Sample re-annotation is required in LTO time to achieve a reasonable post-inline profile quality. However, we have seen that such LTO-time re-annotation degrades profile quality. This is mainly caused by preLTO code duplication that is done by passes such as loop unrolling, jump threading, indirect call promotion etc, where samples corresponding to a source location are aggregated multiple times due to the duplicates. In this change we are introducing a concept of distribution factor for pseudo probes so that samples can be distributed for duplicated probes scaled by a factor. We hope that optimizations duplicating code well-maintain the branch frequency information (BFI) based on which probe distribution factors are calculated. Distribution factors are updated at the end of preLTO pipeline to reflect an estimated portion of the real execution count.
This change also introduces a pseudo probe verifier that can be run after each IR passes to detect duplicated pseudo probes.
A saturated distribution factor stands for 1.0. A pesudo probe will carry a factor with the value ranged from 0.0 to 1.0. A 64-bit integral distribution factor field that represents [0.0, 1.0] is associated to each block probe. Unfortunately this cannot be done for callsite probes due to the size limitation of a 32-bit Dwarf discriminator. A 7-bit distribution factor is used instead.
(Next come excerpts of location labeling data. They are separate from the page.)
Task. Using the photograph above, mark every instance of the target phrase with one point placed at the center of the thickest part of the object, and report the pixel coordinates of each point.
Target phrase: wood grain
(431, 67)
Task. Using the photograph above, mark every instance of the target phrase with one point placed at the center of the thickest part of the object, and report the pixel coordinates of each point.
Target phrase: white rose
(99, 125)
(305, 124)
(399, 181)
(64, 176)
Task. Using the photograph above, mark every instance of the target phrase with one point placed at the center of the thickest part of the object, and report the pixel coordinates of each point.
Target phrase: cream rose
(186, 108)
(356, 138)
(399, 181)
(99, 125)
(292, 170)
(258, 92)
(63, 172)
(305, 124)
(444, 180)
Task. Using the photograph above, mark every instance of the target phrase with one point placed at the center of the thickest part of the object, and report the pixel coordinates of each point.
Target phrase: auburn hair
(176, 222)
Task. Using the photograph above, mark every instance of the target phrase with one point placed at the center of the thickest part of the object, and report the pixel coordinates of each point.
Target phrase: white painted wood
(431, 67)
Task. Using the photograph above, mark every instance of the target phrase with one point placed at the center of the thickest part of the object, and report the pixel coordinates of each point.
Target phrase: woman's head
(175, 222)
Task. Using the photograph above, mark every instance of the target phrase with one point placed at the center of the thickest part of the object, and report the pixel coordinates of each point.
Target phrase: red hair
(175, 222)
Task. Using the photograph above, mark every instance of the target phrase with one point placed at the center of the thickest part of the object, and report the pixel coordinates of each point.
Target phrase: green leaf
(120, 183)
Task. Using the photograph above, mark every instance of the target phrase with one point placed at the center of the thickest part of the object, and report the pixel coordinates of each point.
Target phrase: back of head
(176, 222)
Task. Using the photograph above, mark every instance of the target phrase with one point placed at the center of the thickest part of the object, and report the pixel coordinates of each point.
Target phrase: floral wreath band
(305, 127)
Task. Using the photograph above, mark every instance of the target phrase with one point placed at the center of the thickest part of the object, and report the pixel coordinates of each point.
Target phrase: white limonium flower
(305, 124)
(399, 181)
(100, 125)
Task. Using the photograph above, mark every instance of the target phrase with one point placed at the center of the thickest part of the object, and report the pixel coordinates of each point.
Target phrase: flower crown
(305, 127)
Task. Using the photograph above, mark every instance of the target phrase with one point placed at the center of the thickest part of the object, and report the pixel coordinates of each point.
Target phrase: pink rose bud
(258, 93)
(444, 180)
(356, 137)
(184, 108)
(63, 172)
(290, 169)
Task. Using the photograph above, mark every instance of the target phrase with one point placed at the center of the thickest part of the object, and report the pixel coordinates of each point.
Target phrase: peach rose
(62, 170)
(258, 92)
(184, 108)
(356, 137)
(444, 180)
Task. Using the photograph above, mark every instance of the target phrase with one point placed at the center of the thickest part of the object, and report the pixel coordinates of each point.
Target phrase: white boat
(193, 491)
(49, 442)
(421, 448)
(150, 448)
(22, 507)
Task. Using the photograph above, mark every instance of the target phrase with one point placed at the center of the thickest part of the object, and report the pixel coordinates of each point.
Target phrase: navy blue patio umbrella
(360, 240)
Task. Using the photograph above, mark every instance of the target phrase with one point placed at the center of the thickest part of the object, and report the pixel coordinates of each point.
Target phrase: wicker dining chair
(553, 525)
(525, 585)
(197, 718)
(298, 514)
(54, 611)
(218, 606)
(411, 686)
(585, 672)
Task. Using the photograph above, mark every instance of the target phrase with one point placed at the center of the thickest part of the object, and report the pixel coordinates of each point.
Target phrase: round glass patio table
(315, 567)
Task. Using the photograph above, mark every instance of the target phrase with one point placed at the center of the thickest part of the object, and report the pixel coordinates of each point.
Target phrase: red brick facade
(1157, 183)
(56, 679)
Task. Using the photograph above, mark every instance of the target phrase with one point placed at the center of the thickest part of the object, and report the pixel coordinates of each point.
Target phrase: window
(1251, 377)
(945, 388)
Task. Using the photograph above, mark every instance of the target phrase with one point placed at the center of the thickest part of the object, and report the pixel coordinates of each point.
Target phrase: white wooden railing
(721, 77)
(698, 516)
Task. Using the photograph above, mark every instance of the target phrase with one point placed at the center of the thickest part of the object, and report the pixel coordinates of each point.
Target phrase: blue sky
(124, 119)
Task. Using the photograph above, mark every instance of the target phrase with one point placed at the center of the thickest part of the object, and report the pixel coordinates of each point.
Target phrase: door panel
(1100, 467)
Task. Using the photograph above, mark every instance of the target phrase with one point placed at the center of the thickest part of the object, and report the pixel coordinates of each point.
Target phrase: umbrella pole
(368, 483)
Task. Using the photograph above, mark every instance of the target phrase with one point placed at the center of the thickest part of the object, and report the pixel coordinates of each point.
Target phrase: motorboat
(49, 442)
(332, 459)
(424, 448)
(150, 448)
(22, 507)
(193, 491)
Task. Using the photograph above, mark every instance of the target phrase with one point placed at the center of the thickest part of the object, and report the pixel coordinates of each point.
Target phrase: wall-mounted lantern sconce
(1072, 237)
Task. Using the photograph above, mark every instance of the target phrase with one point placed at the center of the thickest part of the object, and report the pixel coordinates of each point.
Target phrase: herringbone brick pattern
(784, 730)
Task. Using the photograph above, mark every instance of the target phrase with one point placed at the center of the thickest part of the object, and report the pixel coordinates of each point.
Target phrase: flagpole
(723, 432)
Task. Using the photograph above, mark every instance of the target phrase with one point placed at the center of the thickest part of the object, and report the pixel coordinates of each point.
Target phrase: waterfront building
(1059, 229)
Changes are also needed to the sample profile inliner to deal with prorated callsite counts. Call sites duplicated by PreLTO passes, when later on inlined in LTO time, should have the callees’s probe prorated based on the Prelink-computed distribution factors. The distribution factors should also be taken into account when computing hotness for inline candidates. Also, Indirect call promotion results in multiple callisites. The original samples should be distributed across them. This is fixed by adjusting the callisites' distribution factors.
The bits in discriminator is a scare resource. Have you considered using less bits to represent probe distribution factor? I guess it is possible that using a little more coarse grain distribution factor won't affect performance.